Fazei de conta que vos achais agora comigo no aprazível terraço do Passeio Público do Rio de Janeiro.
O dia foi calmoso. Em compensação, porém, a tarde é bela e fresca. O
sol derrama sobre a terra seus últimos raios. Anuncia-se a hora do
crepúsculo. A viração festeja docemente as verdes folhas das árvores que
sussurram com um leve ruído.
Imaginai tudo isso. Embalar-vos-ei com uma ficção que já tem sido e será mil vezes uma verdade.

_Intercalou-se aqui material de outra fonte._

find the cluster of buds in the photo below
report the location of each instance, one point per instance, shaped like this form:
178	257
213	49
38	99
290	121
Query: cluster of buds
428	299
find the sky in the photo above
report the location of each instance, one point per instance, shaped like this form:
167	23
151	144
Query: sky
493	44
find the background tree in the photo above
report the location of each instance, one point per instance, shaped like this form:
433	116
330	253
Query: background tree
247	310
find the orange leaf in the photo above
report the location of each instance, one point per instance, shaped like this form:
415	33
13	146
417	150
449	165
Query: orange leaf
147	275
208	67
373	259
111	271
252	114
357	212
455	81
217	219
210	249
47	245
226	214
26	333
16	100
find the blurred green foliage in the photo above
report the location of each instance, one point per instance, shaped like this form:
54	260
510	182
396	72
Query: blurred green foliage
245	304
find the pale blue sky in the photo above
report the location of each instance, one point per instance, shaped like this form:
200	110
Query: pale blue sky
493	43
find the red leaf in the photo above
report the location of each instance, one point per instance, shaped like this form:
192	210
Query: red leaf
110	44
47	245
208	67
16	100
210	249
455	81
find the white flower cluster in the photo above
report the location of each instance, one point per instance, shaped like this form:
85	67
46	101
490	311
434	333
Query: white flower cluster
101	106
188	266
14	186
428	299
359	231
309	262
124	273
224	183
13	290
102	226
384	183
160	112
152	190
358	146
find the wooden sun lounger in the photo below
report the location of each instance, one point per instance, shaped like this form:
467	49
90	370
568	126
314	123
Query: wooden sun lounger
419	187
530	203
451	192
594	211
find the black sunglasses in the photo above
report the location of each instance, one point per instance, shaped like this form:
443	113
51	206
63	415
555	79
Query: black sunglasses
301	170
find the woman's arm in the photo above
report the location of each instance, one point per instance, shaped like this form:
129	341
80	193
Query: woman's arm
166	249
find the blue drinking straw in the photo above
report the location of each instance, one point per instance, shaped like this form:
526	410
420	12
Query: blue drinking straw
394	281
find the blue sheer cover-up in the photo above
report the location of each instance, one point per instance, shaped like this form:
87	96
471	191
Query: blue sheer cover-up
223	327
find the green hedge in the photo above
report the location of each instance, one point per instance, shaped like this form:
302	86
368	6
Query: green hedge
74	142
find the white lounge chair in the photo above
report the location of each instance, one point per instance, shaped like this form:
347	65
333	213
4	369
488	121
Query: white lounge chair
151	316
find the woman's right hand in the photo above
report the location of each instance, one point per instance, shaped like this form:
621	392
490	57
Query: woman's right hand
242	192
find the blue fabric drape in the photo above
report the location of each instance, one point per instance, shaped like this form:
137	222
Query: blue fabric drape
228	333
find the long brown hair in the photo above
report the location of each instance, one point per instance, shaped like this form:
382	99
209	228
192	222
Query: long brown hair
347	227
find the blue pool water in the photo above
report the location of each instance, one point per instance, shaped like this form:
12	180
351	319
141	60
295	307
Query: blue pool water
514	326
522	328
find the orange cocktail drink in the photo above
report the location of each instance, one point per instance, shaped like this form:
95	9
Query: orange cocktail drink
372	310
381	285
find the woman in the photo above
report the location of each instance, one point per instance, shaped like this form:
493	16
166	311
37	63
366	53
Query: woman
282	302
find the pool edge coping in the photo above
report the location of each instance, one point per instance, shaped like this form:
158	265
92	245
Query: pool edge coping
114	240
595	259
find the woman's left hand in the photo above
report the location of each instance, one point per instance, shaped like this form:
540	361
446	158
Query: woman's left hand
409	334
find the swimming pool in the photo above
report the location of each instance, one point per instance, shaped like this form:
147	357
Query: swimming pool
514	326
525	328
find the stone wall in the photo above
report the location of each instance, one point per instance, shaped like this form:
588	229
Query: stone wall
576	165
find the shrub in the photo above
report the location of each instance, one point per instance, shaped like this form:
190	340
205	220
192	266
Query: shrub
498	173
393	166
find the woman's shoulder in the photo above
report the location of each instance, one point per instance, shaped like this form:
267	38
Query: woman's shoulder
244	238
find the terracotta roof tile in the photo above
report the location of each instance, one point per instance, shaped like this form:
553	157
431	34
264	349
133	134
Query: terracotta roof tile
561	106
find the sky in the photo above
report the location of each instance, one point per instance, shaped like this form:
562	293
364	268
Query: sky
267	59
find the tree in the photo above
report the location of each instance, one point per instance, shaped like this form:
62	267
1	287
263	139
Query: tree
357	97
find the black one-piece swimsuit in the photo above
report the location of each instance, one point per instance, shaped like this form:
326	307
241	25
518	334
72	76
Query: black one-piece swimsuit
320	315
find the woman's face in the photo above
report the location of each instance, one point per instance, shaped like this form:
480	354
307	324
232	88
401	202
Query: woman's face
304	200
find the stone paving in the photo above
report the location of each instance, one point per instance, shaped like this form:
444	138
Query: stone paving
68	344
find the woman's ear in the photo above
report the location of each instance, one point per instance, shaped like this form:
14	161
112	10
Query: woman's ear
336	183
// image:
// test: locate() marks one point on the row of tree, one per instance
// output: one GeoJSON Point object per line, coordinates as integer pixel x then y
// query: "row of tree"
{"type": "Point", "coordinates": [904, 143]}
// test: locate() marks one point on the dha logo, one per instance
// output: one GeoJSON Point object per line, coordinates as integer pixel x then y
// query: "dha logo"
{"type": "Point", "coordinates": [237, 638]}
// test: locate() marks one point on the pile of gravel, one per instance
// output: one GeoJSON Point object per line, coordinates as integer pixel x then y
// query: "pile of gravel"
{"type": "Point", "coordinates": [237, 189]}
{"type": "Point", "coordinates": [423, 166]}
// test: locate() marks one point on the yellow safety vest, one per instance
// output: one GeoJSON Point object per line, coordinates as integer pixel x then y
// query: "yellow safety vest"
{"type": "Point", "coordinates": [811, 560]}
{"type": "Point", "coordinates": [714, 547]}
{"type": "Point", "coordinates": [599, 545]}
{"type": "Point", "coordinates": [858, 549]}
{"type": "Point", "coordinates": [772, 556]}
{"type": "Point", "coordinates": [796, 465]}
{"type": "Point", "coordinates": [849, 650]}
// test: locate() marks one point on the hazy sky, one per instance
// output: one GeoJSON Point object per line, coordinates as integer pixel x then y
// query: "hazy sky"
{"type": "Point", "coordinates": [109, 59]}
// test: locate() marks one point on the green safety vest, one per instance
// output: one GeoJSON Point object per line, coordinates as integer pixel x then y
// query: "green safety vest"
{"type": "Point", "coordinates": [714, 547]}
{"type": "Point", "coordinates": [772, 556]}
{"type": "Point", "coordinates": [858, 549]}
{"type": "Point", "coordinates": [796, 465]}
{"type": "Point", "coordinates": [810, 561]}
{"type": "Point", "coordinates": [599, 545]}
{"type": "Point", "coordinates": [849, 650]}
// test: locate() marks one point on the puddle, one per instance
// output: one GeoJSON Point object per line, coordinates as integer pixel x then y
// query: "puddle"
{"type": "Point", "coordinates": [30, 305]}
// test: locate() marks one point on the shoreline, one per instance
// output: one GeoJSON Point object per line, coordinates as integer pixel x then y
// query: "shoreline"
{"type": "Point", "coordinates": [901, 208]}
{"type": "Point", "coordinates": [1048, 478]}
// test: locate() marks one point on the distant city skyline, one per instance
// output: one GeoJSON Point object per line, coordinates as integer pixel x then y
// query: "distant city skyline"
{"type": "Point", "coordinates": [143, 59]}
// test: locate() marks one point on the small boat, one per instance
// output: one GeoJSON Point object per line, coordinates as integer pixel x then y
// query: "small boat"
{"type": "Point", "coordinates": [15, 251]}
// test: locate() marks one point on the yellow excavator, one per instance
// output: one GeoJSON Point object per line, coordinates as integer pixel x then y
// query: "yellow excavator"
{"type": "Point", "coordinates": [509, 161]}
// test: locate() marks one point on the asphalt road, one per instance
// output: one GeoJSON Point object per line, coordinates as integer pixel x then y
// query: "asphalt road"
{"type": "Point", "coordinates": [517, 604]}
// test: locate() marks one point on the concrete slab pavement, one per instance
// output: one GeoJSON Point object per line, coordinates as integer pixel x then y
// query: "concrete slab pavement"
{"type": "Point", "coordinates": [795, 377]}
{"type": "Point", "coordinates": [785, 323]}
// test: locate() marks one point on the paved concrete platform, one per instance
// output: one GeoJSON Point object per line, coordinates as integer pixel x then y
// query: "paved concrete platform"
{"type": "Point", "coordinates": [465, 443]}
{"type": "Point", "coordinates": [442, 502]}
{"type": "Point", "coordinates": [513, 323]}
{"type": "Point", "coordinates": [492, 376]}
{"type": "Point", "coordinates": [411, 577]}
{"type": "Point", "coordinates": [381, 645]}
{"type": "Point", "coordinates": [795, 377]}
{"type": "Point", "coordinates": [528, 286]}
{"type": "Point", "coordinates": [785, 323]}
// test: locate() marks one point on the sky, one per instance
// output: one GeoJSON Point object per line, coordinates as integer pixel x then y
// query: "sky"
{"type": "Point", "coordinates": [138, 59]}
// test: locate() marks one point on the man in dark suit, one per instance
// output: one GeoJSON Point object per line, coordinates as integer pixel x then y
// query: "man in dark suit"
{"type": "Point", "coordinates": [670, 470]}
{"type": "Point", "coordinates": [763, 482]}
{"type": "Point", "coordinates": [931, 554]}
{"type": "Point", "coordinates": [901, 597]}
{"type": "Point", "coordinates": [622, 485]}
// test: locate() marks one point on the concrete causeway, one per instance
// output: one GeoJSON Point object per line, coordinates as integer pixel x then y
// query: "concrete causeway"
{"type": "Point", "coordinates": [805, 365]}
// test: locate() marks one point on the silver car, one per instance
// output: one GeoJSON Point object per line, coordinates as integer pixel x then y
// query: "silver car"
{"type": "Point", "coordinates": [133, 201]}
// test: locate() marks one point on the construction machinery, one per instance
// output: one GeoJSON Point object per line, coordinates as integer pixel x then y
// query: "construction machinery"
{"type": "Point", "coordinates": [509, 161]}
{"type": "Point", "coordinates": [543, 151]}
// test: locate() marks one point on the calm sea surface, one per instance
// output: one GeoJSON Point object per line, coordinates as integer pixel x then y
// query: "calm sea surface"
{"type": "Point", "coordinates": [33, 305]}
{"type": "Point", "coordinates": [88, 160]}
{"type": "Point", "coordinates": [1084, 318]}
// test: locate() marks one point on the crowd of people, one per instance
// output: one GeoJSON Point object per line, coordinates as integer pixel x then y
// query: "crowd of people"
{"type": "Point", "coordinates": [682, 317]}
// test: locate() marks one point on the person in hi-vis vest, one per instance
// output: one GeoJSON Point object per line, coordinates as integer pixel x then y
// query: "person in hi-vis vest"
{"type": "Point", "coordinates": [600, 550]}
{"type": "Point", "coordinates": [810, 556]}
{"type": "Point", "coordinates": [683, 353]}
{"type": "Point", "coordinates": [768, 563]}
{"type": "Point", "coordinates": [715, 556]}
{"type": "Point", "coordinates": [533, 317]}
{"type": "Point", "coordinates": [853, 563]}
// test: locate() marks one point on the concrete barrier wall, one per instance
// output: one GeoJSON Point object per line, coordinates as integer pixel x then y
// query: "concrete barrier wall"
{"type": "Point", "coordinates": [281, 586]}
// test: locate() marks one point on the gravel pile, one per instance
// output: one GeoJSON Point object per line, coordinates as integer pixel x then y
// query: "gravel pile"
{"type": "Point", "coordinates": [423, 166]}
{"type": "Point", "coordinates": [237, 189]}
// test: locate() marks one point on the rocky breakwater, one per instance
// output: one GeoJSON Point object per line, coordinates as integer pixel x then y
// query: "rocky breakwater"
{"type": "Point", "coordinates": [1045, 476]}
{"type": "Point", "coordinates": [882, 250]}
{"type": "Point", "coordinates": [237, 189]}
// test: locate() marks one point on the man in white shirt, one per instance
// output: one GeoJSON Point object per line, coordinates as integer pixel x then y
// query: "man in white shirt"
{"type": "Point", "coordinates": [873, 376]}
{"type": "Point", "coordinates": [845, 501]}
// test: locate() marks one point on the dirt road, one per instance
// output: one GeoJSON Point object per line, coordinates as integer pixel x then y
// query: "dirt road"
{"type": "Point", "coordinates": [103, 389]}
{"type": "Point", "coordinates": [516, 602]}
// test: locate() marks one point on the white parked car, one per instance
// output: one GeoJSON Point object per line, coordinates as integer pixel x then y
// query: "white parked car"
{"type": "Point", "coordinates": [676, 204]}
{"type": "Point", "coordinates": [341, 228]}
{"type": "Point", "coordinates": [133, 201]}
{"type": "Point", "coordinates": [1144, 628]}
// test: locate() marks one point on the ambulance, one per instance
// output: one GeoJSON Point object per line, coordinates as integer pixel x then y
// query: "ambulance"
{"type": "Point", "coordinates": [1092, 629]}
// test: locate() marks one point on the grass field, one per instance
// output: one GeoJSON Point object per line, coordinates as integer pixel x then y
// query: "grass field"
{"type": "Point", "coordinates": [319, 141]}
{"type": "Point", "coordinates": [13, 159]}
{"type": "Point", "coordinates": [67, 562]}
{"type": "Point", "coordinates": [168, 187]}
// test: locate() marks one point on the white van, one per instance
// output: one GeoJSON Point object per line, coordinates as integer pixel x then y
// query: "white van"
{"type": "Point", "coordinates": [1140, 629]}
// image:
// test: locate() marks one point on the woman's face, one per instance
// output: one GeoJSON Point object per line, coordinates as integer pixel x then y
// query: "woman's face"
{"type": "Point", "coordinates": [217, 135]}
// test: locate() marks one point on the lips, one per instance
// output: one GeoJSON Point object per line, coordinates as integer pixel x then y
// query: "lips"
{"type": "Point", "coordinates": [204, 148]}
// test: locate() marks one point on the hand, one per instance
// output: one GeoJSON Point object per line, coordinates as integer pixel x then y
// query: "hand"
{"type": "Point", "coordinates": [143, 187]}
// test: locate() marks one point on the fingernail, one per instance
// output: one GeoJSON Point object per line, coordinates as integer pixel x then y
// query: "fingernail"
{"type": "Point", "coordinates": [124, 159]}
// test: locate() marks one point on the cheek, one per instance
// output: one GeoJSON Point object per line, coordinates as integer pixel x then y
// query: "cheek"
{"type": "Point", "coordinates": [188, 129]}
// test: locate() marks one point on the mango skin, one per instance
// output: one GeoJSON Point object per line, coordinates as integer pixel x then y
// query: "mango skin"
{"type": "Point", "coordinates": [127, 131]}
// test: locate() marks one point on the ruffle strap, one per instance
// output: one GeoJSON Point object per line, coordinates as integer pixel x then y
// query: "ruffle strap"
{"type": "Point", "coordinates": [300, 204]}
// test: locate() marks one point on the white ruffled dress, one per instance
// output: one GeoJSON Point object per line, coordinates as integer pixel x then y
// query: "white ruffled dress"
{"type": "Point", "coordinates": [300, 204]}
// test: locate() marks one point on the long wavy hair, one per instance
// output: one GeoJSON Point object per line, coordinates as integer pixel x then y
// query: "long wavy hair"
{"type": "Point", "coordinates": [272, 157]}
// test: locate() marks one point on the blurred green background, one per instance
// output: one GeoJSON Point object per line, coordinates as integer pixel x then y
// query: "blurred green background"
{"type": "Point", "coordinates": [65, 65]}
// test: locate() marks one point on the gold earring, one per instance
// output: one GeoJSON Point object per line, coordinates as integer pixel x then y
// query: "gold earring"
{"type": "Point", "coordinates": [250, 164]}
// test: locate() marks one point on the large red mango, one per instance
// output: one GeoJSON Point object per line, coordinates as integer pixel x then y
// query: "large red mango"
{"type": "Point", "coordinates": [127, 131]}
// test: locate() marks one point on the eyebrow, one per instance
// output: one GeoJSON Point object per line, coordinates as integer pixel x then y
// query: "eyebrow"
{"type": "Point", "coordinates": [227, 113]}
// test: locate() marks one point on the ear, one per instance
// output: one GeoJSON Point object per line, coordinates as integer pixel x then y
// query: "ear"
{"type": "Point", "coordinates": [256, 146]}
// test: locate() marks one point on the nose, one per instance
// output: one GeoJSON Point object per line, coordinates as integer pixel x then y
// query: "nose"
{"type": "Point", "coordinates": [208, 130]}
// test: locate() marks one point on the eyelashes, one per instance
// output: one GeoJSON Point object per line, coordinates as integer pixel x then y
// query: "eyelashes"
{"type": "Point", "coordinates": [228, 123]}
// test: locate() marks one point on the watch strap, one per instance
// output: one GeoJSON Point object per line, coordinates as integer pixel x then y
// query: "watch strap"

Sentemo-nos nestes bancos de mármore e de azulejos. Voltemos as
costas para o mar. O espetáculo dessa natureza opulenta, grandiosa,
sublime, absorver-nos-ia em uma contemplação insaciável. Cerremos por
algum tempo os olhos à majestade das obras de Deus. A hora do crepúsculo
é suave, melancólica e propícia aos sonhos do futuro e às recordações
do passado.
Deixemos o futuro a Deus no céu e aos poetas na terra.
Lembremos antes o passado, e, ligados pelo mesmo pensamento, vamos
buscar no último quartel do século décimo oitavo o princípio da história
deste jardim público.
Suponhamos ainda e finalmente que por unanimidade de votos me
escolhestes para vosso orador: foi uma eleição inteiramente livre, sem
cabala, sem fósforos, sem intervenção da polícia, sem duplicatas, sem
anulações de votos fatais, um verdadeiro milagre constitucional. Tenho
consciência da pureza do meu mandato.
Falo em nome de todos vós.
"Um Passeio pela Cidade do Rio de Janeiro", Joaquim Manuel de Macedo
(Joaquim Manuel de Macedo nasceu no dia 24 de Junho de 1820. Morreu em 1882.)